Gemma Cooper-Novack
Poetry Winner, OUTSpoken Contest



STRAIGHT GIRLS

I know it isn't worth it, after all
—desire that overwhelms and misdirects—
but then, again, despite myself, I fall.

The longing hits me sharper than an awl,
so sharp the pain serves only to perplex.
I know it isn't worth it, after all.

She's out of bounds, but still I heed the call
each time, of backs and fingers, lips and necks.
No matter what I tell myself, I fall.

The problem, taken on its own, is small,
but still its repercussions are complex.
I know it isn't worth it, after all,

but if you've longed, you know you can't forestall
it, know it crashes, burns, and wrecks,
and you, no matter how resistant, fall.

I want to take her in that car, this hall,
I want to have inevitable sex.
I know it isn't worth it, after all,
but even when I know that's true, I fall.

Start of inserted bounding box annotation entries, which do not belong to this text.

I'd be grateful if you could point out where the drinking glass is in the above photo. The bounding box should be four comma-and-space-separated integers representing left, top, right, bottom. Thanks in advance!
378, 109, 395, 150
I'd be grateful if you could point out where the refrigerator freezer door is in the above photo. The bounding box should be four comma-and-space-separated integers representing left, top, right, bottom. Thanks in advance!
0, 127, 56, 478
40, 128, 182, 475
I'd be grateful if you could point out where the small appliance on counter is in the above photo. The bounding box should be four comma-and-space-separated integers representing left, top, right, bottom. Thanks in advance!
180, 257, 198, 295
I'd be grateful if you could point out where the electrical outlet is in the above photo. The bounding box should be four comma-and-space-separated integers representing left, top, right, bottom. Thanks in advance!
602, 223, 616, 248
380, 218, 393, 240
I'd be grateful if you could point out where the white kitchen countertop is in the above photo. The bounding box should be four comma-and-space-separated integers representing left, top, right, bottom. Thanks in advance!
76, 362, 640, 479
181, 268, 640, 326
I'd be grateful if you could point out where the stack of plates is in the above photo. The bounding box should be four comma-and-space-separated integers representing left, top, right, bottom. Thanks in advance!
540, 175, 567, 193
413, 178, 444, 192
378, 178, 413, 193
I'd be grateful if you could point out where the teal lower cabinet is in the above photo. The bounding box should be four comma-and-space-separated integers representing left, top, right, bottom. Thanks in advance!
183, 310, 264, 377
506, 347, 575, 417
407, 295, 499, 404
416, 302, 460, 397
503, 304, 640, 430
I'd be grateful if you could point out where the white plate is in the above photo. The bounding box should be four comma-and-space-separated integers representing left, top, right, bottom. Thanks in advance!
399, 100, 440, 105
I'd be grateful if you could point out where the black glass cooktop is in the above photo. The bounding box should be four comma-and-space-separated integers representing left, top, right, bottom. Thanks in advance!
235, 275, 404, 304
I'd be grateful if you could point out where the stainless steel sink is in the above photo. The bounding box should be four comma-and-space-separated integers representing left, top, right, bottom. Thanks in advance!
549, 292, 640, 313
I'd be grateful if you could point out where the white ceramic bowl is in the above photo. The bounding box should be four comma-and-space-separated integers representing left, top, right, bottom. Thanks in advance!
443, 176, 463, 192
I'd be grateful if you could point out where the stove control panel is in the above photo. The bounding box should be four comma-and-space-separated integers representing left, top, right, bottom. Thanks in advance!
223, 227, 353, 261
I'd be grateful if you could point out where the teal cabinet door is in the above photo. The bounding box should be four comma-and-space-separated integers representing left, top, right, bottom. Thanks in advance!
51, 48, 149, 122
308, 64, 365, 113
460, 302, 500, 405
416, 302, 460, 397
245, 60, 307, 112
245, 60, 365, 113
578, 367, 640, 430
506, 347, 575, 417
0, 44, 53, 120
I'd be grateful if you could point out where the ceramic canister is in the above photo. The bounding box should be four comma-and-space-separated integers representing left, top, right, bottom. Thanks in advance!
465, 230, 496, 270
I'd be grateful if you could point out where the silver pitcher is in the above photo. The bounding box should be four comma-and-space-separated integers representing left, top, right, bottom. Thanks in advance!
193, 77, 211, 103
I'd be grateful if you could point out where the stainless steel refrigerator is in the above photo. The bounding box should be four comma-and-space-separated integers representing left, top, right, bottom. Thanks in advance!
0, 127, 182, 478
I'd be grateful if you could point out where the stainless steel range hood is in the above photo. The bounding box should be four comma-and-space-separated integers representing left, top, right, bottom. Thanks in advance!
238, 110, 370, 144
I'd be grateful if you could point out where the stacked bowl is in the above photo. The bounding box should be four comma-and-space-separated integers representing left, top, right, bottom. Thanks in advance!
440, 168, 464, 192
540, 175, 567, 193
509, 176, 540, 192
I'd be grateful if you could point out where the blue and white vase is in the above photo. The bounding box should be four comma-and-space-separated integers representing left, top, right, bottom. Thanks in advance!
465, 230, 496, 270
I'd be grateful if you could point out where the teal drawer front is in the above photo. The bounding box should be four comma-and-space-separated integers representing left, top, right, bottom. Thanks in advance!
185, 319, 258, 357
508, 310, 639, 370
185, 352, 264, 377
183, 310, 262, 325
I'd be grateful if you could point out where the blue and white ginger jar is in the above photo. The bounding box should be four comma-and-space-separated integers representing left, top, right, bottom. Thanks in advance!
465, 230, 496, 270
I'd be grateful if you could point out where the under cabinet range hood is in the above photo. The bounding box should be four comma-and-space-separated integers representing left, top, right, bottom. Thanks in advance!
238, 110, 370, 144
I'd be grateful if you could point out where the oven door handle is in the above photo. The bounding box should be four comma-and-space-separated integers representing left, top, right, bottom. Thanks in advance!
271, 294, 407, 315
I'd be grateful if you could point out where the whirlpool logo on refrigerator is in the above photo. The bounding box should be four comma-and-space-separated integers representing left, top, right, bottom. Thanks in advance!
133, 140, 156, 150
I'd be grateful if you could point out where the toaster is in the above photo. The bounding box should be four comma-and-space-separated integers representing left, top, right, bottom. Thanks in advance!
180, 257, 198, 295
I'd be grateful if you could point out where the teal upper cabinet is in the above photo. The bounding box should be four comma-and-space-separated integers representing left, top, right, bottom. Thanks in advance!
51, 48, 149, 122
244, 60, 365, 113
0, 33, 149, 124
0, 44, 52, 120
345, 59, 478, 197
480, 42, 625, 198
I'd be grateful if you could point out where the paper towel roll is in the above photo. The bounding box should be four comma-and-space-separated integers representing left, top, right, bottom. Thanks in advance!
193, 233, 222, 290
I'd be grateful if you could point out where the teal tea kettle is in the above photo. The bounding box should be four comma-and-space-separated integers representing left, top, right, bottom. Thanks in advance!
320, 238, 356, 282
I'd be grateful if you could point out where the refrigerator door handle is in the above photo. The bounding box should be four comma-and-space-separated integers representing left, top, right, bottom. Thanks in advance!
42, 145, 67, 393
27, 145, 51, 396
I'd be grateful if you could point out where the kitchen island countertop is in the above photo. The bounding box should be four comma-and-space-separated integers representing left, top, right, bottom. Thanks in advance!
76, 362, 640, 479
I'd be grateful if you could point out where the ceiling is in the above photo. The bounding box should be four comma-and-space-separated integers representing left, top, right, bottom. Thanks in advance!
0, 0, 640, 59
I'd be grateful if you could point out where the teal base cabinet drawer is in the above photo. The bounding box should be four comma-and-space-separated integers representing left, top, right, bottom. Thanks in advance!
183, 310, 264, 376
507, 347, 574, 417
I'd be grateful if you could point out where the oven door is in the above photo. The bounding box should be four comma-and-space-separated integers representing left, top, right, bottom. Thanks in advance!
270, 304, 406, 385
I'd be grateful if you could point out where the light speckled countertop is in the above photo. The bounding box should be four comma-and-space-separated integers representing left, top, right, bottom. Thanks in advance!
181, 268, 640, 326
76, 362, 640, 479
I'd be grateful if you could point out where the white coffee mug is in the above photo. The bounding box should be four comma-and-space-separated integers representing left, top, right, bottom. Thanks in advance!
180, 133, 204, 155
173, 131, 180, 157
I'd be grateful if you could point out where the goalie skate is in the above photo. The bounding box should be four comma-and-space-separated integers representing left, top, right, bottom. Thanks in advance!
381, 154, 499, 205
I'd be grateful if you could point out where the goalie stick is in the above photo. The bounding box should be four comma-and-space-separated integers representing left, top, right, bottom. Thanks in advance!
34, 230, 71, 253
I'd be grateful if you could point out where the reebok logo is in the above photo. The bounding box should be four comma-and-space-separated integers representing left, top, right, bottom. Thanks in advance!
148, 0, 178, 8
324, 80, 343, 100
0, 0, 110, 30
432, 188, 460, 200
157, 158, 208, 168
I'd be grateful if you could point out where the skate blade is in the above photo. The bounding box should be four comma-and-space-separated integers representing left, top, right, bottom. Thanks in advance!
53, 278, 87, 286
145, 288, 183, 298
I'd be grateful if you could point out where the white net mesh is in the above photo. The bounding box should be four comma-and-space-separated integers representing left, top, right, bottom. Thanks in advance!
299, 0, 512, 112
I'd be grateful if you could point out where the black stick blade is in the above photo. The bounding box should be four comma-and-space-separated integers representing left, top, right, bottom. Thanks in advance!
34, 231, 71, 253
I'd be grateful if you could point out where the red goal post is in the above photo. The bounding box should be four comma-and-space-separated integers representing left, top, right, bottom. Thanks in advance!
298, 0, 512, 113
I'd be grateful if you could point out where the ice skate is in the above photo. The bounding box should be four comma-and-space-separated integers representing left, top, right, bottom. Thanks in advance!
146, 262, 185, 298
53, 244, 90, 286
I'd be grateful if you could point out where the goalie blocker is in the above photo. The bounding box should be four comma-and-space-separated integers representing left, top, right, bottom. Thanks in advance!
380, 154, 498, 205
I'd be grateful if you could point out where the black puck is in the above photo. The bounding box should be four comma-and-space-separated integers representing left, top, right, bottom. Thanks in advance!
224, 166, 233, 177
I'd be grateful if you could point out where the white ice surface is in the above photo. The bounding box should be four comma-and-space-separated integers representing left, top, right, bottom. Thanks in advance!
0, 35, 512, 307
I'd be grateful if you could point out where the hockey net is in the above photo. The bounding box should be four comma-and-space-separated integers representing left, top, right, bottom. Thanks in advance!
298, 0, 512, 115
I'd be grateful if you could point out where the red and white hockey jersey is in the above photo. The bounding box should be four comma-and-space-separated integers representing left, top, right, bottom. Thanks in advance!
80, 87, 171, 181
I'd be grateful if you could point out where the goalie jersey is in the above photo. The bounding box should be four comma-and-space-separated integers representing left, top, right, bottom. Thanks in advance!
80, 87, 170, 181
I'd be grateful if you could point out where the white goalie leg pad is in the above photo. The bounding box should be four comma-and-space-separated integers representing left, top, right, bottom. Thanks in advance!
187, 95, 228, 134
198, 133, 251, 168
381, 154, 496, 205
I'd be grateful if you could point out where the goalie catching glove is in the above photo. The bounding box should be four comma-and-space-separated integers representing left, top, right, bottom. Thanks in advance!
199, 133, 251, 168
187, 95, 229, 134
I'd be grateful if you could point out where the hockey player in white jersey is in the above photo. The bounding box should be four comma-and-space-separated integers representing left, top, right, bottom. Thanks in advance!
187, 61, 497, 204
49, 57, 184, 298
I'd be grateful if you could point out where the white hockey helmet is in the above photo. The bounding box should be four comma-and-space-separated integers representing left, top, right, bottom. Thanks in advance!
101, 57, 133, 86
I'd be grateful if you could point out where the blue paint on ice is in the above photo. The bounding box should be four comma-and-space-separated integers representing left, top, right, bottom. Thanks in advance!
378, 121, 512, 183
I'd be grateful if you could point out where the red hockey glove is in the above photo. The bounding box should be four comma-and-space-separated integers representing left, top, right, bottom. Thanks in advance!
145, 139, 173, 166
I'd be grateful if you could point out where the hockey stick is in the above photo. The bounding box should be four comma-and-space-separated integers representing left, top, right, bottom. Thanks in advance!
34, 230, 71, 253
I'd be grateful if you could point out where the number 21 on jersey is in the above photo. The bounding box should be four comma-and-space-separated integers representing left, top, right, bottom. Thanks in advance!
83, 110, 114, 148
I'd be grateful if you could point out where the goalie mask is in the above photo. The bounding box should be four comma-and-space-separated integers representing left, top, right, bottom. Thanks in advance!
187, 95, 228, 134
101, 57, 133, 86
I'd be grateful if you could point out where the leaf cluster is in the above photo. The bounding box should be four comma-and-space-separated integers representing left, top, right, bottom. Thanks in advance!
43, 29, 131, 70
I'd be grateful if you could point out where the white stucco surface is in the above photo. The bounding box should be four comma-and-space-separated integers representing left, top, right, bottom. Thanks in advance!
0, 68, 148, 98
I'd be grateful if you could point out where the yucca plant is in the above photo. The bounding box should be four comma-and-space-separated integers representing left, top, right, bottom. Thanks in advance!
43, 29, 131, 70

Gemma Cooper-Novack is a writer, writing coach, and arts educator who lived in New York, Chicago, and Pokuase, Ghana before moving to Boston. Her poetry has appeared in more than a dozen journals, including Amethyst Arsenic, Ballard Street Poetry Journal (Pushcart Prize nomination), Hanging Loose, Lyre Lyre, PressBoardPress, The Saint Ann's Review, Spry, and Tampa Review Online; her fiction has been published in Elsewhere and Printer's Devil Review. Gemma's plays have been produced in Chicago and New York, and her articles have appeared on Feminist Review and Elevate Difference and in NASPA Knowledge Communities. She enjoys baking cookies and walking on stilts in her spare time.